La première de ces dernières oppositions est née au sein même de la fraction Staline. Elle s'incarne en deux hommes qui ont tous les deux été, à des moments différents, liés personnellement à Staline : les deux anciens dirigeants des Jeunesses communistes Jan Sten et V.V. Lominadzé.

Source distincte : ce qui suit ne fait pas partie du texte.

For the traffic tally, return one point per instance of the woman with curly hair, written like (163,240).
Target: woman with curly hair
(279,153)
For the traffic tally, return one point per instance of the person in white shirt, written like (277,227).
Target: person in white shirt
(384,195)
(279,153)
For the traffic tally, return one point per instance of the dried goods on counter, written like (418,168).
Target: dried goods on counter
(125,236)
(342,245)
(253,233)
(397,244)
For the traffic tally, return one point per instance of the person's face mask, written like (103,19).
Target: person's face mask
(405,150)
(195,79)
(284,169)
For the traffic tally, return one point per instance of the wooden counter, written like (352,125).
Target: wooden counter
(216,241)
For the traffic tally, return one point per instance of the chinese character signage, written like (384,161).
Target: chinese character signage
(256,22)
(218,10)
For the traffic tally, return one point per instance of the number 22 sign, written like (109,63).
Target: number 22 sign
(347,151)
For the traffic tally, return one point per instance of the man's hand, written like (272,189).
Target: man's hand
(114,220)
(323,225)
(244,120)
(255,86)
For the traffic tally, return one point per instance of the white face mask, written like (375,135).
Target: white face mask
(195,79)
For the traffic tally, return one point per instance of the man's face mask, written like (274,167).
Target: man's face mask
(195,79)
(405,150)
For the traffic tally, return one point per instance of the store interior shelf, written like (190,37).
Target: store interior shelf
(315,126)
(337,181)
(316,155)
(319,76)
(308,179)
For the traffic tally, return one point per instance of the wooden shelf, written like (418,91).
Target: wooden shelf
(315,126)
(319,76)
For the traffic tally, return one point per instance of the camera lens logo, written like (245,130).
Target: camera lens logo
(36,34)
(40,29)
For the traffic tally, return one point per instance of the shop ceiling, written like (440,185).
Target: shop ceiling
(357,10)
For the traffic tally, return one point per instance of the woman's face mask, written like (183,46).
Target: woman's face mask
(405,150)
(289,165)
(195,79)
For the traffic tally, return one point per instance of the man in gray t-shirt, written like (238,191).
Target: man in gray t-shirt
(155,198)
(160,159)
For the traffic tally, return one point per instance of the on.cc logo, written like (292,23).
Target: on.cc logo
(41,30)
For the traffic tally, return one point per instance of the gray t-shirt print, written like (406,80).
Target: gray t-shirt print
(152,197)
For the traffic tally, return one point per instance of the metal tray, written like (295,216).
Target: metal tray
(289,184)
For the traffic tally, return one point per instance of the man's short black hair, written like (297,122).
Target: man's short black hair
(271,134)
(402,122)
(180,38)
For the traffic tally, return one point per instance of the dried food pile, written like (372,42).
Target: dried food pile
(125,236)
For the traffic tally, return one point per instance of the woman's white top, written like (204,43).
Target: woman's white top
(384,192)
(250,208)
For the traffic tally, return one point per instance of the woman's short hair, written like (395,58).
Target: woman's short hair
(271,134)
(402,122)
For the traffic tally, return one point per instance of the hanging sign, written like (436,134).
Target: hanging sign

Le premier est un philosophe marxiste, spécialiste reconnu de Hegel. Jan Sten a été le théoricien des Jeunesses communistes, inspirateur de réactions gauchistes. C'est un intellectuel si brillant et si réputé que Staline lui a demandé de lui donner des « leçons particulières de dialectique » (sic). L'expérience l'a marqué : dès 1928, dans un cercle d'amis, il se laissait aller à dire que Koba (Staline) ferait des choses qui laisseraient loin derrière les procès Dreyfus et Beilis... le fameux procès antisémite du début du siècle14

V.V. Lominadzé (Besso) est un personnage hors du commun. Cet homme d'une taille et d'une force peu communes, aux cheveux de jais, est intelligent, cultivé, énergique. Cet amateur de chansons, grand conteur d'anecdotes, est aussi noceur et buveur autant que gros travailleur. Il poursuit des études d'ingénieur tout en travaillant à plein temps pour le parti. On sait qu'un soir d'ivresse, il n'a pas hésité, à la suite d'un pari, à briser la glace de la Moskva pour s'y baigner, et il a laissé un rein dans l'aventure15. Il a fait une carrière foudroyante d'apparatchik : secrétaire du parti de Tiflis à vingt ans, il a été l'un des principaux dirigeants des Jeunesses communistes avant de passer dans l'appareil du parti. Margarete Buber raconte qu'il a été décoré du Drapeau rouge pour son comportement dans l'assaut contre Cronstadt pour lequel il s'était porté volontaire, mais qu'il se refuse à porter la décoration. Il a été un adversaire acharné de l'opposition de 1923, de la Nouvelle Opposition, de l'Opposition unifiée enfin.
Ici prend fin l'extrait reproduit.